Trump declared a space race with China. The United States is losing


The senator wanted a promise. A solemn vow. For the past six years — or perhaps the past decade or quarter century, depending on how you count things — the United States and China have been engaged in a space race, a competition to see which nation could put its people on deck. moon. Sen. Ted Cruz wanted President Donald Trump’s nominee to head NASA, Jared Isaacman, to pledge that the United States would not lose.

Cruz brought a little surprise to Isaacman’s confirmation hearing last April. It was a poster of the moon. On one side were three astronauts and a giant Chinese flag. On the other, two more figures in spacesuits, with the smallest stars and stripes planted in the field. lunar soil. Cruz apologized for the imbalance. “My team used ChatGPT,” explained the senator, who chairs the committee that oversees NASA.

Then Cruz, with a little more seriousness, asked Isaacman: “Do you have your commitment that we will not allow the scenario on the right of this poster to happen? That China will not beat us to the moon?”

Isaacman, a billionaire entrepreneur who had financed his own space missions, responded: “Senator, I only see the left side of this poster. »

It was a red meat response, hell yeah, perfect. And perhaps Isaacman thought so. But at the time of his testimony, the Trump administration had begun a process that would allow devastate NASApushing nearly 4,000 agency employees to resign. The White House then proposed a massive 24% cut to NASA’s budget. Then Trump withdrew Isaacman’s nomination and appointed a new part-time acting chief, a man who boasted in his official NASA biography of being one half of “America’s first and oldest reality TV couple.” And then this guy fought with Elon Muskwhich is building NASA’s lunar lander. And Isaacman was back in contention. In December, Trump closed out the year with an executive order requiring Americans to return to the Moon by 2028.
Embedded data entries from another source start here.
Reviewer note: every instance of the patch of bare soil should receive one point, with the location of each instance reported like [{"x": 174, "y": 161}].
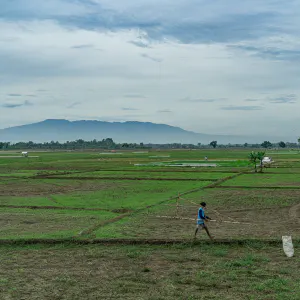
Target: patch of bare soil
[
  {"x": 32, "y": 188},
  {"x": 20, "y": 224},
  {"x": 143, "y": 272}
]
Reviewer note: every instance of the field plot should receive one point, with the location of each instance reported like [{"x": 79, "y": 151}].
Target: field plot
[
  {"x": 81, "y": 197},
  {"x": 146, "y": 175},
  {"x": 38, "y": 223},
  {"x": 238, "y": 214},
  {"x": 265, "y": 180},
  {"x": 148, "y": 272}
]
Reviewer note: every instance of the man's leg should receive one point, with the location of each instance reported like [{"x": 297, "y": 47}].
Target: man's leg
[
  {"x": 206, "y": 229},
  {"x": 196, "y": 230}
]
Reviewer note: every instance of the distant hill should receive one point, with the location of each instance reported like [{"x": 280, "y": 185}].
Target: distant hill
[{"x": 132, "y": 132}]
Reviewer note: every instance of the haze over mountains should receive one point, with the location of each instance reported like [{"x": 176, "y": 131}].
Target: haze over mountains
[{"x": 132, "y": 132}]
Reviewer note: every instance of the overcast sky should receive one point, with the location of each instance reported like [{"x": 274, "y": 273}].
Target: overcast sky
[{"x": 210, "y": 66}]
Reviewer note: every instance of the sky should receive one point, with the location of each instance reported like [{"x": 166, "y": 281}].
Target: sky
[{"x": 209, "y": 66}]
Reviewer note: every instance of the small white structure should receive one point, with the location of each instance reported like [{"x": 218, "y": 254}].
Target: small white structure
[
  {"x": 288, "y": 247},
  {"x": 25, "y": 154},
  {"x": 267, "y": 160}
]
If this all sounds suboptimal, welcome to the club, space ranger. This dysfunction is one of many reasons why the vast majority of the two dozen sources I interviewed for this article believe China will put people on the Moon first. I spoke with nine former NASA officials who served at the highest levels of the space agency under Presidents Trump and Biden; none of them were optimistic about America’s chances. “We have made the worst of all worlds,” one of the nine told me. “We positioned it as a race with no intention of winning.”

The original space program was the ultimate symbol of America at its peak. Rocket scientist was shorthand for brilliant, and many of them worked in Huntsville, Alabama, aka Rocket City. The word astronaut was synonymous with courage, and the bravest of them could be found in Houston. Moon shot was (and is) code for something borderline impossible. Space races have helped spur the development of everything from integrated circuits to solar panels to 5G. But that was before America decided to stab itself in the brain.

Today, much of the world drives Chinese electric carssupplies their home with Chinese solar panelsand stays in touch with phones made in China. Chinese scientists have eclipsed their American counterparts in producing high-quality research, and the White House responded by cutting American scientific funding and charging $100,000 to let in highly skilled immigrants. So if Chinese astronauts step off their lander and broadcast the results live in 4K – and to be clear, that’s still an “if” at this point – it will be more than a cause for national pride for Beijing. It will be a declaration that the American century is officially over.